I'll start with Towns, because this won't take long. He was 0-for-8 from 3-point range in Game 3. His last miss was a terrible shot at a crucial point of the fourth quarter. He's shooting 27.8% in this series, including 3-of-22 from 3. It's a testament to Minnesota's grit that it's played Dallas this tightly with its second-best scorer laying this kind of egg, but that's just not tenable. Minnesota's offense is limited enough. 

Meanwhile, Doncic and Irving, who both went for 33 points in Game 3 and, together, are averaging almost 60 in this series, are now the first starting backcourt over the last 50 years to each score at least 30 points in the same game three different times during the same postseason, per ESPN Stats. 

There are levels to this superstar stuff, and Doncic and Irving are on a higher one than Edwards right one, particularly when it comes to scoring inevitability. 

With Edwards, despite him probably being the best athlete in the league, there are holes in the arsenal -- namely the lack of a consistent jumper. It's not to suggest he can't shoot; of course he can, and when he has it going, he's as deadly as anyone. There's not a shot on the court he can't make on a given attempt. 

In fact, Edwards, from a percentage standpoint, is dusting Doncic from downtown in these playoffs (39% to 32%). But Edwards' jumper still isn't a go-to shot every night. Unless he's scorching hot, it's a Plan B most nights. Some nights, which has often been the case in this series, he becomes hesitant to attack because he can see multiple bodies in his driving lanes and he doesn't trust the pull-up or step-back in the same way that Doncic and Irving do, whether they're making them or not. 

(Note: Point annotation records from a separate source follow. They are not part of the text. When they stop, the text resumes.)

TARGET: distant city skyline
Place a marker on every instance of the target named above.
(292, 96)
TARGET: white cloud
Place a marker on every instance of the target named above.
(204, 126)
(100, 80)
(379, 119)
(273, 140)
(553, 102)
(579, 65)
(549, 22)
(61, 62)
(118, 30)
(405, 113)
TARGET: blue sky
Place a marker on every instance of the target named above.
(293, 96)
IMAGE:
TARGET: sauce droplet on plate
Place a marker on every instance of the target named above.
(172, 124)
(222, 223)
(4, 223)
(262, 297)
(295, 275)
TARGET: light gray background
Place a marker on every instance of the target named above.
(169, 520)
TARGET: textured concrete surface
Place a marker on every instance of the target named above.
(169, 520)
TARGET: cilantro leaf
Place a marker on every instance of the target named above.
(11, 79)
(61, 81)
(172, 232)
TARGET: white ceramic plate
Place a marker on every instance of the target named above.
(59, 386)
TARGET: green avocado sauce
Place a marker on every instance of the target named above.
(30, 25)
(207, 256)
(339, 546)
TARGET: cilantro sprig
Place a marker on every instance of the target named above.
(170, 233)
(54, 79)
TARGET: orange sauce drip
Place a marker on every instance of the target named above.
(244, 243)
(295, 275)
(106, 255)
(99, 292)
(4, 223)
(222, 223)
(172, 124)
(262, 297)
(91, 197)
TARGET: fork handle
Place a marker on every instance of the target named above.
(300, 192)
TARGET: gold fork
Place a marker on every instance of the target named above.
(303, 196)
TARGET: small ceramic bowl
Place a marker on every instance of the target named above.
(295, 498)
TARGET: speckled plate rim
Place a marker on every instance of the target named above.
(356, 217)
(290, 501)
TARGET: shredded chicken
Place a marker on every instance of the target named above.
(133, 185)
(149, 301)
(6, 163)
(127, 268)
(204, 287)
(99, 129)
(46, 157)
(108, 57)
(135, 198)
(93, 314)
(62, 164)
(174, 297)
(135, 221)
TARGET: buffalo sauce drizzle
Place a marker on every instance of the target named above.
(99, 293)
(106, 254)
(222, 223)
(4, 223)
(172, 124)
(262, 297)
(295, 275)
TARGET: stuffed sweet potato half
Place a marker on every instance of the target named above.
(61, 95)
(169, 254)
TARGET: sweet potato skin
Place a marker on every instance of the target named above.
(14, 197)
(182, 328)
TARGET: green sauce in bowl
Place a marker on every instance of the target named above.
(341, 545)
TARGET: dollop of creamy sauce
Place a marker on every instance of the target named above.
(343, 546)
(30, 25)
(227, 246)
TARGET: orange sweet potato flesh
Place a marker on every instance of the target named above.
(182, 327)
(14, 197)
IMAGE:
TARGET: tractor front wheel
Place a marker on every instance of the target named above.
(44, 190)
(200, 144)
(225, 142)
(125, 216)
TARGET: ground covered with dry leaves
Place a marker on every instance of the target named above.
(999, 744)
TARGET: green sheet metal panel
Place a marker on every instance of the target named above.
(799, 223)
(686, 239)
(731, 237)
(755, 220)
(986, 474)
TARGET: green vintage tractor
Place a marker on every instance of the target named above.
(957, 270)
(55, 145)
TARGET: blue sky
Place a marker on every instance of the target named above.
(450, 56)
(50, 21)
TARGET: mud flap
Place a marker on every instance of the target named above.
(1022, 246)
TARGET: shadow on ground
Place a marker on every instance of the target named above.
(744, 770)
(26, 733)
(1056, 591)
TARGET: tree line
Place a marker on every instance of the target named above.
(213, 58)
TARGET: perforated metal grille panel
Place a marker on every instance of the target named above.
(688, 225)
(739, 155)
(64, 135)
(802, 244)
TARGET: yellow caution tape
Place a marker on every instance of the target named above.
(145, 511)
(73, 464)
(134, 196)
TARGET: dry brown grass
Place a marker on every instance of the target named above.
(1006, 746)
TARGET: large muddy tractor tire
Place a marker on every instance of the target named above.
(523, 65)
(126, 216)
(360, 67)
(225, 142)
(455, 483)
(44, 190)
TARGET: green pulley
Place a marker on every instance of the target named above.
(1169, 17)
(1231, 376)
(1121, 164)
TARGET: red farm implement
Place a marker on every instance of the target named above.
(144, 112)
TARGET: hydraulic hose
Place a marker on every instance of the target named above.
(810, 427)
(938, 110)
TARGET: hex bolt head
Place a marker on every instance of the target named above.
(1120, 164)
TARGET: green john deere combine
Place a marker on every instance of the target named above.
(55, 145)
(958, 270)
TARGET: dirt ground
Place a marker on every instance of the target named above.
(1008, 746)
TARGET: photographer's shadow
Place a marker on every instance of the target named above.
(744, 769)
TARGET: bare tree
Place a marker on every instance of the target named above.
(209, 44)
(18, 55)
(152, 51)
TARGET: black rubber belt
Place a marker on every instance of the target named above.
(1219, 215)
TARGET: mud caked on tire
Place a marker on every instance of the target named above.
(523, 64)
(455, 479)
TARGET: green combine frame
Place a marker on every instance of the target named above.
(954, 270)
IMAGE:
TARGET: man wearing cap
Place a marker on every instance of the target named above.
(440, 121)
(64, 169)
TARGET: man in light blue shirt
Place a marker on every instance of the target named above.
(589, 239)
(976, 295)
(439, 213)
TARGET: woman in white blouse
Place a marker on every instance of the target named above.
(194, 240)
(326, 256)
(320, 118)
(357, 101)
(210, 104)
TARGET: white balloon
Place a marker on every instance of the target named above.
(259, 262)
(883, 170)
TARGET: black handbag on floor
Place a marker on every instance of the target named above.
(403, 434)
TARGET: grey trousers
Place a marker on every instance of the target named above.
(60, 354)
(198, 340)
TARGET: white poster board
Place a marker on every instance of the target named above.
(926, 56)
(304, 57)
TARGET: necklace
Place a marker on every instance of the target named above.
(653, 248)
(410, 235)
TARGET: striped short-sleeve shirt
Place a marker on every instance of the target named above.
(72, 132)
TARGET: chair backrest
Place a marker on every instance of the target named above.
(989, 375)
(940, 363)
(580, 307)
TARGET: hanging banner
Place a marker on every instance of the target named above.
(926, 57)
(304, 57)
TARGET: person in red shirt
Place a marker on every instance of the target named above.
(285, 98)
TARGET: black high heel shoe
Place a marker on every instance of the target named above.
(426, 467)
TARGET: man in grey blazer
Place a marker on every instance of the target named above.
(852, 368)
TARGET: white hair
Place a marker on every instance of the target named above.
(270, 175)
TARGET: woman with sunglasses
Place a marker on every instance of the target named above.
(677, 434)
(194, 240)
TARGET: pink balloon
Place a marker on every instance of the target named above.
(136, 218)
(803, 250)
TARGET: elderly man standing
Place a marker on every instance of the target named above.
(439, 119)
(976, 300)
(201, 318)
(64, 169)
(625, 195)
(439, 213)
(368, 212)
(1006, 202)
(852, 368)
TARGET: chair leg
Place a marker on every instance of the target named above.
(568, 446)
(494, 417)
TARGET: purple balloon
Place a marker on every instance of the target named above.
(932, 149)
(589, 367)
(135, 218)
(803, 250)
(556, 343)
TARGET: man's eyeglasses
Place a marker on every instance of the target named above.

That natural escape valve when you are constantly seeing disproportionate defensive attention is maybe the only difference between Dallas' two star scorers and Edwards right now, but it's a big one. Edwards was true to his word that he would be more aggressive in Game 3, when he took 24 shots, but he only attempted two 3-pointers, both misses, and he made just three jump shots all night. It is very difficult against playoff defenses that are entirely focused on you to consistently get to the rim. 

Meanwhile, Doncic and Irving combined to sink 17 jumpers, including three over the final six minutes -- a pair of Doncic fadeaways and a sick corner step-back from Irving to pretty much ice the win. Even with a sensational athlete like Edwards, a defense can band together to thwart consistent rim attacks. Hell, even Giannis Antetokounmpo runs into this problem. 

Irving and Doncic, meanwhile, are comfortable taking and making shots that you're theoretically trying to force them to take. They make the "nothing you can do about that" shots, which are not circumstantial in terms of when they might be available. 

If you're actually looking for 25-foot step-backs and midrange fade-aways rather than taking those shots on the defense's terms, you are never going to find yourself in a position where you can't get to your proverbial spots. You're going to play on your terms every night. No matter what defense you see, you'll have an answer. 

Indeed, the Timberwolves tried every defensive coverage they could think of against Doncic on Sunday. None of it worked. 

Edwards is already a superstar and he may very well be on his way to being the best player in the league one day. But that day is not today. Today, Doncic is just a better player, and certainly a better scorer, and he can draw upon more experience with defenses devoted entirely to stopping him. Edwards is still looking around contemplating. He hasn't found that exact balance between patience and aggression, too often erring on the former. 

Doncic and Irving, they know exactly what to do, and when and how to do it. There is no shot the defense can force them into because there is no shot they're uncomfortable taking. It's all on their terms. Edwards still has to figure out that part of the superstar equation, and it doesn't help that Irving and Doncic can do this together while Edwards is going at it alone with Towns putting forth one of his worst showings at the worst possible time.